🤖 AI Summary
Existing dataset distillation (DD) methods rely on a single teacher model, introducing architectural prior bias that leads to overly smooth and homogeneous synthetic samples—thereby undermining intra-class diversity and generalization. To address this, we propose PRISM, the first DD framework to decouple logit matching from regularization: the former is guided by a primary teacher, while the latter is supervised by heterogeneous auxiliary teachers. PRISM further introduces cross-class batch synthesis for efficient parallel generation and employs a dual supervision strategy—backbone logit matching combined with BatchNorm statistics alignment over random subsets—to enable decoupled optimization. On ImageNet-1K, PRISM consistently outperforms state-of-the-art methods—including SRe2L and G-VBSM—under low-to-moderate images-per-class (IPC) settings. Notably, it achieves significantly lower feature cosine similarity across classes, empirically validating its effectiveness in enhancing data diversity and downstream generalization.
📝 Abstract
Dataset distillation (DD) promises compact yet faithful synthetic data, but existing approaches often inherit the inductive bias of a single teacher model. As dataset size increases, this bias drives generation toward overly smooth, homogeneous samples, reducing intra-class diversity and limiting generalization.
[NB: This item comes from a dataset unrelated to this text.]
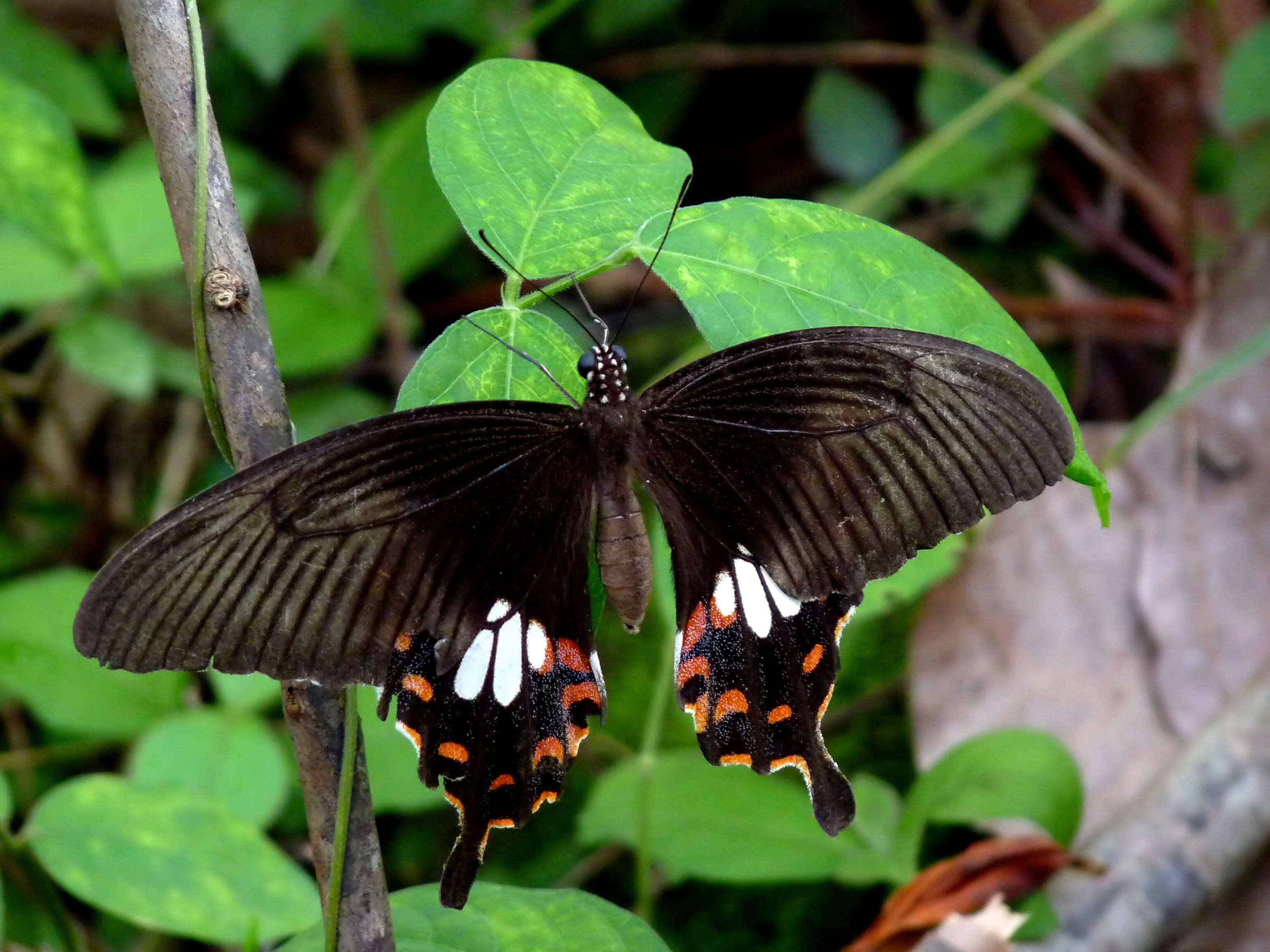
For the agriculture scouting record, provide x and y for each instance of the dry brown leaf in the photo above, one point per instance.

We present PRISM (PRIors from diverse Source Models), a framework that disentangles architectural priors during synthesis. PRISM decouples the logit-matching and regularization objectives, supervising them with different teacher architectures: a primary model for logits and a stochastic subset for batch-normalization (BN) alignment. On ImageNet-1K, PRISM consistently and reproducibly outperforms single-teacher methods (e.g., SRe2L) and recent multi-teacher variants (e.g., G-VBSM) at low- and mid-IPC regimes. The generated data also show significantly richer intra-class diversity, as reflected by a notable drop in cosine similarity between features. We further analyze teacher selection strategies (pre- vs. intra-distillation) and introduce a scalable cross-class batch formation scheme for fast parallel synthesis. Code will be released after the review period.